Qui vive ?, Europe 1, émission du 12/11/2017.

Choisir de ne pas croire en Algérie, sur Arte Radio

« Etre athée en Algérie, c’est comme être un extraterrestre », assène Omar au micro de Marine Vlahovic. L’interview est clandestine, cachée dans une voiture. Pour Arte Radio, la journaliste est allée à la rencontre d’Algériens qui ont choisi de ne pas croire, dans un pays où l’islam est à la fois religion ultra majoritaire et religion d’Etat. Si la liberté de conscience est inscrite dans la Constitution, vivre son athéisme au grand jour reste compliqué en Algérie. Etre le seul de son quartier à ne pas aller à la mosquée le vendredi attire forcément les regards. Certains se résolvent à suivre le ramadan, pour être tranquilles. « C’est le peuple lui-même qui ne tolère pas que tu adoptes une autre conduite que la sienne, le peuple lui-même qui est inquisiteur », explique Mustapha. Outre leurs difficultés au quotidien, ces témoins – anciennement musulmans – racontent comment ils ont quitté la foi, malgré une éducation érigeant l’athéisme en mal absolu. Ils se sentent depuis déconnectés de leur société, et incompris de leurs proches. Leurs récits sont bruts, touchants, et ont le mérite de ne pas tous venir d’Alger, la capitale. 

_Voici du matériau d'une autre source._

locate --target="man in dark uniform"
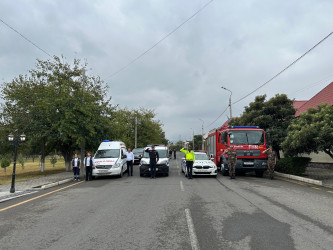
[84,152,94,181]
[227,146,237,179]
[263,146,276,180]
[145,145,160,179]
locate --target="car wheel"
[256,171,264,178]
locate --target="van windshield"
[143,149,168,158]
[95,149,120,159]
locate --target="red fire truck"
[206,126,267,177]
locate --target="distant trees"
[230,94,295,156]
[0,56,165,171]
[282,104,333,159]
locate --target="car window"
[143,149,168,158]
[95,149,120,159]
[195,154,209,161]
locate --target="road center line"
[0,181,84,212]
[185,208,200,250]
[180,181,185,192]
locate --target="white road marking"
[180,181,185,192]
[185,208,200,250]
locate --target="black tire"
[255,171,264,178]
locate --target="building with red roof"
[294,82,333,117]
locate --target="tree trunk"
[61,148,73,172]
[40,137,45,172]
[324,149,333,159]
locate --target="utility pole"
[199,118,205,150]
[191,128,195,150]
[134,117,138,148]
[221,86,232,120]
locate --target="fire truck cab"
[206,126,267,177]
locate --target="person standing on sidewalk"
[180,145,195,179]
[72,154,81,181]
[227,146,237,179]
[126,148,134,176]
[84,152,94,181]
[262,146,276,180]
[145,145,160,179]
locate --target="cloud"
[0,0,333,141]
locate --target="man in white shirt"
[84,152,94,181]
[126,148,134,176]
[72,154,81,181]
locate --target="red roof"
[294,82,333,117]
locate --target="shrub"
[1,157,11,172]
[276,157,311,175]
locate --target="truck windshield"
[143,149,168,158]
[229,130,265,145]
[95,149,120,159]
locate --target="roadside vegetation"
[0,56,167,178]
[0,157,66,185]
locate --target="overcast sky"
[0,0,333,141]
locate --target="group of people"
[72,146,276,181]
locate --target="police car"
[182,152,217,177]
[92,140,127,177]
[139,145,170,177]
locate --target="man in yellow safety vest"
[180,146,195,179]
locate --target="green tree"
[2,56,113,171]
[230,94,295,156]
[282,104,333,158]
[1,157,11,172]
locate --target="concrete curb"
[40,178,73,190]
[274,172,323,186]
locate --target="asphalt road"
[0,160,333,250]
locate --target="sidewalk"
[276,167,333,188]
[0,172,73,202]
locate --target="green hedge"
[275,157,311,175]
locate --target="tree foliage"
[282,104,333,158]
[2,57,112,170]
[230,94,295,151]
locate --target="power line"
[233,32,333,104]
[205,105,229,128]
[105,0,214,80]
[0,18,53,58]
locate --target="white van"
[92,140,127,177]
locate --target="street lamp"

Athées à la menthe (algérienne), Arte Radio, émission du 16/11/2016.

Quand la foi guérit, sur RFI

En République démocratique du Congo, le célèbre neuropsychiatre Boris Cyrulnik a rencontré des enfants soldats traumatisés par la violence. Dans leur bouche, une demande : « Expliquez-moi pourquoi je ne me sens bien qu’à l’Eglise. » « Je n’ai pas su leur répondre », confesse le savant. Il se lance alors dans une enquête pour comprendre pourquoi tant de ses patients lui disent surmonter leurs traumatismes grâce à leur foi. Et découvre l’influence de l’éducation religieuse sur l’attachement affectif, et les capacités résilientes du psychisme. Dans cet entretien mené par Geneviève Delrue, il explique sa démarche avec pédagogie – dont il fait preuve dans son livre Psychothérapie de Dieu, publié aux éditions Odile Jacob. Une incursion rare dans la psychologie de la religion. 

Religions du monde, RFI, émission du 24/9/2017.